Peer-reviewed veterinary case report
Effect of Maillard reaction on the allergenicity of crude extract of Mactra quadrangularis.
- Journal:
- Food research international (Ottawa, Ont.)
- Year:
- 2025
- Authors:
- Li, Fa-Jie et al.
- Affiliation:
- College of Ocean Food and Biological Engineering · China
Abstract
Food allergy incidents resulting from the consumption of Mactra quadrangularis is frequently reported. Investigating the impact of the Maillard reaction on the allergenicity of M. quadrangularis allergens is beneficial for the development of hypoallergenic mollusks aquatic products. This study examined the effects of the reaction products (Mactra-Xyl) on the allergenicity using Maillard reaction between crude extract (Mactra) of M. quadrangularis and xylose. The IgE-binding activity with sera from M. quadrangularis allergic patients and allergenicity potential by a mouse food allergy model of Mactra-Xyl were evaluated. Structural changes of Mactra-Xyl were analyzed by UV spectroscopy and surface hydrophobicity assessment, and the amino acid modification sites of the major allergen tropomyosin were further identified using LC-MS/MS. The sera results showed that the IgE-binding activity of Mactra-Xyl was reduced by 56.66 % ± 15.48 % compared to Mactra.

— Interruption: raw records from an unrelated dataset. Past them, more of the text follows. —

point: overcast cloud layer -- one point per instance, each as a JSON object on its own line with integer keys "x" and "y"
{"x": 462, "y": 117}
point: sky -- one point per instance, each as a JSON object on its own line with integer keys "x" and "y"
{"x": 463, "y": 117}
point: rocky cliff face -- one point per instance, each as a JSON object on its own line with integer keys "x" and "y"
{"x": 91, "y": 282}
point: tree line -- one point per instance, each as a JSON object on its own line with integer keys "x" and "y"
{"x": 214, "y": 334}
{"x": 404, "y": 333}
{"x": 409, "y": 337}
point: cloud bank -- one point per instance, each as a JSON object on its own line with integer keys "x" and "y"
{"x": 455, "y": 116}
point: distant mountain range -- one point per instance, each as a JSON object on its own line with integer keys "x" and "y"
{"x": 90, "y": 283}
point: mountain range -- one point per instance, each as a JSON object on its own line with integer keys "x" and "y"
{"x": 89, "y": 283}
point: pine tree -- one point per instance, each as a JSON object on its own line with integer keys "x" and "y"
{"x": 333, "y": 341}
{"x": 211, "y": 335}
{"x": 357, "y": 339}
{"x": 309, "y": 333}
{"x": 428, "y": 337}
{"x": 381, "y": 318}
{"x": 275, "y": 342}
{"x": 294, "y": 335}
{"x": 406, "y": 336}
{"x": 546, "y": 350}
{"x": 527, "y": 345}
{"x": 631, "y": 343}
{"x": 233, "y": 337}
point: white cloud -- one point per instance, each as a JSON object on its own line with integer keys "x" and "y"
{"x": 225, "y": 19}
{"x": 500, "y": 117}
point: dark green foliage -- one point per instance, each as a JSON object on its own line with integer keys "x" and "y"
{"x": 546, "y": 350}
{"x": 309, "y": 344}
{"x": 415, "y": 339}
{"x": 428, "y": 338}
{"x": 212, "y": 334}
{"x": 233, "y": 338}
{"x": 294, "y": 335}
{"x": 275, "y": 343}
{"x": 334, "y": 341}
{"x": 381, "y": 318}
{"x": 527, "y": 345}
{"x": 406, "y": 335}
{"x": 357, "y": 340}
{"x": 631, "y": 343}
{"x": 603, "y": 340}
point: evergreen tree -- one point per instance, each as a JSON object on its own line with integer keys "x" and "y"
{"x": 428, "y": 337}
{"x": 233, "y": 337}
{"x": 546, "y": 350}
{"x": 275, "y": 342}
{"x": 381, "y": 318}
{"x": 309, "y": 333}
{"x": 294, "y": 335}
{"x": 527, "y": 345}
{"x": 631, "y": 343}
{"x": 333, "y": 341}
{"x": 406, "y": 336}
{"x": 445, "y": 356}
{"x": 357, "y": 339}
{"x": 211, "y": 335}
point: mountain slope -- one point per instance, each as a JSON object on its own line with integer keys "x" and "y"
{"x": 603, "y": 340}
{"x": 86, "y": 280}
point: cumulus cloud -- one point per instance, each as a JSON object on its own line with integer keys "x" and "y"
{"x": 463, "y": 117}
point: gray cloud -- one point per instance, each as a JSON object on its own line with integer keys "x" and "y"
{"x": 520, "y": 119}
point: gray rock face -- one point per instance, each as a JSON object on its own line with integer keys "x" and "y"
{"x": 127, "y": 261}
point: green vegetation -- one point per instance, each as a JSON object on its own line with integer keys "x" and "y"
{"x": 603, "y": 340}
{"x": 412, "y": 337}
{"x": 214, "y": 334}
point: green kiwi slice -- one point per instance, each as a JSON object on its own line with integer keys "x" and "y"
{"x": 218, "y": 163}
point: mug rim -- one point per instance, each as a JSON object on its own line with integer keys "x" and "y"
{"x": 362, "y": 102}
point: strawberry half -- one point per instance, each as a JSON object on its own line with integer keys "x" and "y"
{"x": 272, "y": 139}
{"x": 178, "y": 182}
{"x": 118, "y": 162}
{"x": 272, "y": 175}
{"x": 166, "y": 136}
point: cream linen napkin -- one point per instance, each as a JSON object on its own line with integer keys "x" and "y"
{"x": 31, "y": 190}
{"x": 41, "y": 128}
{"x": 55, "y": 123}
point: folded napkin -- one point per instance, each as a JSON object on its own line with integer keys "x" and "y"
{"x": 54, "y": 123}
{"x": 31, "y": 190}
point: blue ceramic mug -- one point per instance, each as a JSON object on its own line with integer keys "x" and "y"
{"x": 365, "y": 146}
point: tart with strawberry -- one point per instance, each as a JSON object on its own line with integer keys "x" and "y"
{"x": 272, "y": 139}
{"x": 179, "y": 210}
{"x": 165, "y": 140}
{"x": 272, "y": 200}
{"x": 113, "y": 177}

In the BALB/c mouse food allergy model, the levels of specific IgE antibody and CD4IL-4cells were significantly decreased, whereas the levels of IgG2a antibody and CD4IFN-γcells were observably increased in Mactra-Xyl group compared to those observed in Mactra group, thereby alleviating the allergic response. Furthermore, the UV fluorescence intensity and protein surface hydrophobicity of Mactra-Xyl were decreased. LC-MS/MS results revealed that 6 amino acid residues (K, R, K, R, K, N) on 4 IgE epitopes of tropomyosin in Mactra-Xyl were modified, the finding explain the reduced allergenicity of Mactra-Xyl. Therefore, this study provided a theoretical basis for the development of hypoallergenic M. quadrangularis products.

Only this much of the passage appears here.